Der wahre Kern: Ein Ritual vor großen Herausforderungen kann die Angst dämpfen und die Konzentration fördern.
Positiv Denken! Selbstbetrug statt Aufbruchstimmung
Der faule Zauber: „Erfolg entsteht im Kopf“, so die These. Doch bei den meisten Menschen bleibt er auch dort. Wer positiv denkt, programmiert sein „Unterbewusstsein“ angeblich auf Erfolg und lebt allein durch die Kraft seiner Gedanken glücklicher, erfolgreicher und gesünder.
Der wahre Kern: Eine optimistische Grundhaltung hilft, Herausforderungen zu meistern. Und man kann trainieren, sich nicht von Grübeleien und negativen Gedanken überwältigen zu lassen.
Ziele setzen! Es könnte alles so einfach sein…
Der faule Zauber: „Schreiben Sie Ihre Ziele auf und profitieren Sie von der magischen Wirkung schriftlich fixierter Zielvorstellungen!“, so das kühne Versprechen.
Der wahre Kern: Ziele wirken tatsächlich wie ein Kompass und steuern Handlungsrichtung, – dauer und -intensität. Auch eine schriftliche Fixierung ist von Vorteil. Darüber hinaus kommt es aber vor allem darauf an, ins Handeln zu kommen. Aufschreiben allein genügt nicht!
Visualisieren! Fata Morgana der Träumer
Der faule Zauber: …besteht in der Behauptung, eine Zielcollage entfalte eine geradezu magische Wirkung und lasse die ausgewählten Bilder quasi automatisch Wirklichkeit werden.
Der wahre Kern: Im Brainstorming und bei der Ideenfindung kann man gut mit Bildern arbeiten. Und: Was wir vor Augen haben oder was uns beschäftigt, lenkt unsere Aufmerksamkeit. Sich mit seinen Zielen auseinanderzusetzen schärft daher die Wahrnehmung für thematisch Passendes.
Glaub an dich! Sprüche statt Strategien
Der faule Zauber: …entsteht, wenn banale Trostsprüche sich als echte Hilfestellung tarnen.
Der wahre Kern: Kurzfristig tut Trost gut, und wir alle brauchen gelegentlich Trost. Der sollte uns allerdings nicht einlullen und nicht davon abhalten, ins Handeln zu kommen.
Sei ein Teamspieler! Wer’s glaubt, wird selig aber nicht erfolgreich
Der faule Zauber: …besteht im Lobgesang auf eine nicht näher definierte „Teamfähigkeit“. Wer sich im Team versteckt und Konflikte scheut, wird es nicht weit bringen.

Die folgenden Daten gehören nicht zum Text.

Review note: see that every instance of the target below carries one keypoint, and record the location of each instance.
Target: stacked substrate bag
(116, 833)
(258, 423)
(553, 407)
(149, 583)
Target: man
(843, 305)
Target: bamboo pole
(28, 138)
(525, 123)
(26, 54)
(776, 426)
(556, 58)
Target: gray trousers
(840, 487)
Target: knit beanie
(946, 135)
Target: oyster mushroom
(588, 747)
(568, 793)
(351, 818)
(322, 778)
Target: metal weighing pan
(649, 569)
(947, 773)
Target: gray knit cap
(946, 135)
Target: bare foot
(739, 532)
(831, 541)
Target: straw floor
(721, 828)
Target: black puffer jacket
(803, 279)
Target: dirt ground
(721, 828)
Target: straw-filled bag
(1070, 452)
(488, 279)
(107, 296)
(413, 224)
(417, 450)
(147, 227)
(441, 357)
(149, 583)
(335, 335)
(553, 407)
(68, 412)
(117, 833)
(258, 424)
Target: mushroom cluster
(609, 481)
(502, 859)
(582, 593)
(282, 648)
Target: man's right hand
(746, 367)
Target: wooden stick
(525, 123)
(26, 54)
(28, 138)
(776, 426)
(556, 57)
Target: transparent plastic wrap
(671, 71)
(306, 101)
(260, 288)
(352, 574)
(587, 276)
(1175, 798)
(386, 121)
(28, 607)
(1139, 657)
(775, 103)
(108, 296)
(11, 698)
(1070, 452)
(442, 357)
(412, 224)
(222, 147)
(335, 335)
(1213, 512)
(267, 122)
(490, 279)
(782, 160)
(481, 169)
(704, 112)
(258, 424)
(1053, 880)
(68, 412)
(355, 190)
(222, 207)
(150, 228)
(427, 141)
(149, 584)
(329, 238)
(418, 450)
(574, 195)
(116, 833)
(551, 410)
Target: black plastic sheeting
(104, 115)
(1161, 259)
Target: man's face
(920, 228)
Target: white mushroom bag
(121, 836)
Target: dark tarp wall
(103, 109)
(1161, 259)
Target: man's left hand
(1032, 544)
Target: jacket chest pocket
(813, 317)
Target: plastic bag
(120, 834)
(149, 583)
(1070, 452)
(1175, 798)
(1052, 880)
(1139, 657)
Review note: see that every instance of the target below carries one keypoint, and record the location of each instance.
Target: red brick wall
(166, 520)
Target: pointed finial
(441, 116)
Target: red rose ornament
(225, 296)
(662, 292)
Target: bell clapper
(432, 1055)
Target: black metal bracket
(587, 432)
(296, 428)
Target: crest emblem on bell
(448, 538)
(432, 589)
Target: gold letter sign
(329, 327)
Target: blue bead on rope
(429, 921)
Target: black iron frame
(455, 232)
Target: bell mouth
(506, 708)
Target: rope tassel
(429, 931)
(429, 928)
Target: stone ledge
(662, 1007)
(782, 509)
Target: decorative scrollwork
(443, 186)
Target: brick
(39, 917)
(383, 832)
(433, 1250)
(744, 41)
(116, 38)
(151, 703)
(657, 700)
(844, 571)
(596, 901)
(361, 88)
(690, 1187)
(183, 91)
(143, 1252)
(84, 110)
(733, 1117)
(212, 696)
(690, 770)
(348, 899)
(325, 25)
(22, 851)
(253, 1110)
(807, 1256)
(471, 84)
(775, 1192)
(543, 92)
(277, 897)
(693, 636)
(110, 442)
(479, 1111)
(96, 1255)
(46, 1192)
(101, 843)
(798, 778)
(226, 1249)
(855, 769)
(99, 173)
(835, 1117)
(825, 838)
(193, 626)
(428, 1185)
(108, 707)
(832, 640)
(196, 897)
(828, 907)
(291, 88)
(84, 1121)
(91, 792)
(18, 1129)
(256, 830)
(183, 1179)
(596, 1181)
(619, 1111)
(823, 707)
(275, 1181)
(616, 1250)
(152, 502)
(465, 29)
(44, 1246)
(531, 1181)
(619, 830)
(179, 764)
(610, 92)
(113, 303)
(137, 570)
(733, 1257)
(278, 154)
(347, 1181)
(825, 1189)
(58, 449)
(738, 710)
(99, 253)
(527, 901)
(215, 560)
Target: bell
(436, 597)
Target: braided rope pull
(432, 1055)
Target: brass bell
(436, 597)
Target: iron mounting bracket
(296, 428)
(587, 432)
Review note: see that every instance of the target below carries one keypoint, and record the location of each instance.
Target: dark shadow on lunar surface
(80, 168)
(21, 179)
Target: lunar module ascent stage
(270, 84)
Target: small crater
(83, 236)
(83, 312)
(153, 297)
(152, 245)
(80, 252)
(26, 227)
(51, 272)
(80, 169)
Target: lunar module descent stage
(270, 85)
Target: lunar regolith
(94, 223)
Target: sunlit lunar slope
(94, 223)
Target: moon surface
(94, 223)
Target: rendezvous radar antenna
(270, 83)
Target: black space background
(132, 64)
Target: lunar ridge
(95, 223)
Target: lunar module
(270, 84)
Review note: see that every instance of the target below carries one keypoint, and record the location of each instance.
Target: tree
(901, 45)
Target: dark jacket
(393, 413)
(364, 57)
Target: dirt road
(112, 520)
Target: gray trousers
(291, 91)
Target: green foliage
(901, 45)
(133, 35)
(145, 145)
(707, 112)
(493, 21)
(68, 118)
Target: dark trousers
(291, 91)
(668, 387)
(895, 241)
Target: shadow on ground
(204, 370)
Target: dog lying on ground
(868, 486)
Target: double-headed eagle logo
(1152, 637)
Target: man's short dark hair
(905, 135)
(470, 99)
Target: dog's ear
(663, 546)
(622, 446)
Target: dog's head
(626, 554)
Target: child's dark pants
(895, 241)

Der wahre Kern: Wer andere für sich und seine Ziele gewinnen kann, kommt leichter vorwärts. Dafür muss man aber Teams nutzen können, statt sie als bequeme Hängematte misszuverstehen.
Lauf Marathon! Unsinn des sportlichen Aktionismus
Der faule Zauber: Es wird suggeriert, (extreme) körperliche Fitness sei der Schlüssel zum Erfolg auch auf anderen Gebieten.
Der wahre Kern: Menschen, die gesund leben, sind im Allgemeinen leistungsfähiger.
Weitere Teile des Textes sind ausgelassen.